To do this, he must have the support of the police and the military.

He also ought to know that when one becomes a dictator, he would ride a tiger from which he cannot get off. It will devour him. He also ought to know that absolute power corrupts absolutely.

I don’t think he would be as foolhardy.

* * *

Former newspaper publisher Teddy Boy Locsin Jr. is now permanent ambassador to the United Nations. He opposed the government’s vote against the UN draft resolution to help the Rohingya minority. He said isolating and ensuring Myanmar would worsen the problem.

Will the President now fire Locsin? Recall that President Duterte asks appointees who do not agree with him to resign.

Actually, Locsin is correct since abstention from that issue like what Singapore did was the best alternative. Other countries in Southeast Asia may have noted against the UN draft resolution with Muslim majority Indonesia, Brunei and Malaysia, but considering the implications of a no vote, abstention should have been an alternative.

According to Locsin, the country should have abstained from the UN vote in deference to the Muslim and non-Muslim member states of the Association of Southeast Asian Nations. It is right thing to do, he said.

The Rohingya issue is a complex one and that a plain no vote would not show our solidarity with other nations to protect human rights.

Presidential Spokesman Harry Roque himself said that the Philippines is concerned over the humanitarian situation in Myanmar. We acknowledge that Myanmar has addressed the issue.

* * *

Whenever there are calls for any official appointed by the President to resign, it’s always the same invocation that they will only resign if the President tells them to resign. Soon after, the President’s spokesman says that official still enjoys the trust and confidence of the President.

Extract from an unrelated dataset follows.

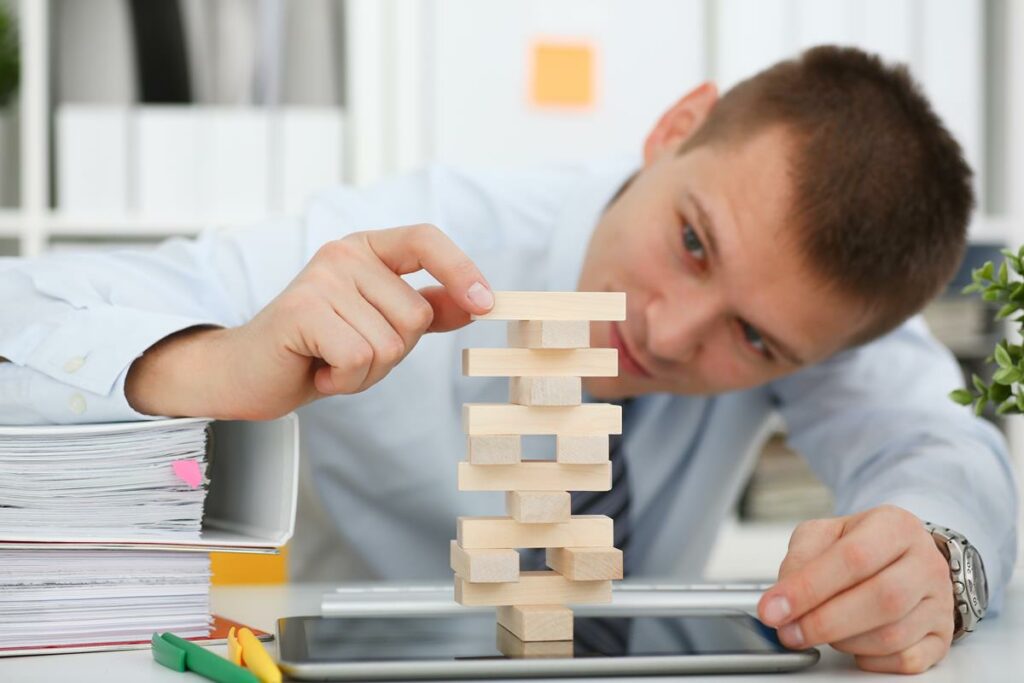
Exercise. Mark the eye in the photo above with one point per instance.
(692, 244)
(755, 340)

Santa Banana, what about the people’s faith and confidence in a public official for neglecting his job? Doesn’t that count?

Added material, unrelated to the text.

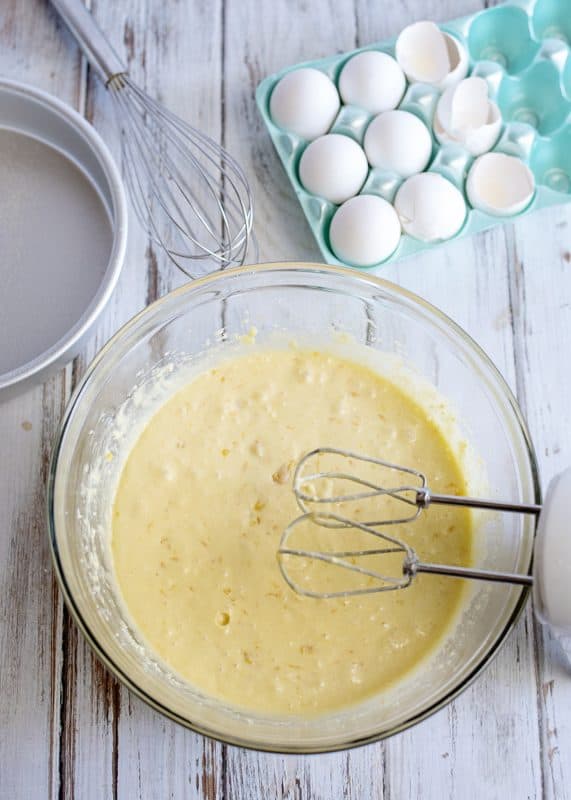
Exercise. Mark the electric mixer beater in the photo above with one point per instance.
(411, 495)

It does seem that the loyalty of appointive officials is only to the appointing power.

The same was true during the BS administration. Nobody wanted to resign because almost always, BS Aquino would say he still had trust and confidence in his appointee. Change? The more people talk about change under President Duterte the more things remain the same, my gulay!

* * *

Municipal jails in Metro Manila and the provinces are congested. Living conditions there are sub-human.

And with over a million surrenders now packed in those jails, it can only remind me of the black hole of Calcutta.

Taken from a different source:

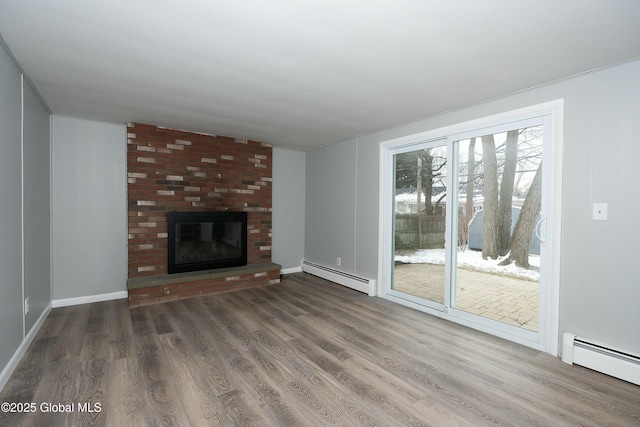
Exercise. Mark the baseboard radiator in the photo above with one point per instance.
(368, 286)
(601, 358)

Justice Secretary Vitaliano Aguirre should make the decongestion of jails a priority. Or does he have other things on his mind, even though the senatorial election is months away?

Prison facilities are supposed to rehabilitate criminals. But how can inmates be rehabilitated when they are treated like pigs?

* **

The impeachment case against Chief Justice Ma. Lourdes Sereno gets more interesting as days go by.

Now, the Chief Justice is saying that the impeachment against her is a threat to democracy.

Sereno claims that all the cases filed against her are non-impeachable offenses under the Constitution. But if this is true, she should welcome all the charges against her. She would be given her day in court!

She must be told that even her predecessor was impeached, convicted and ousted for a non-impeachable offense like not declaring his dollar accounts in his SALN or Statement of Assets, Liabilities and Net Worth.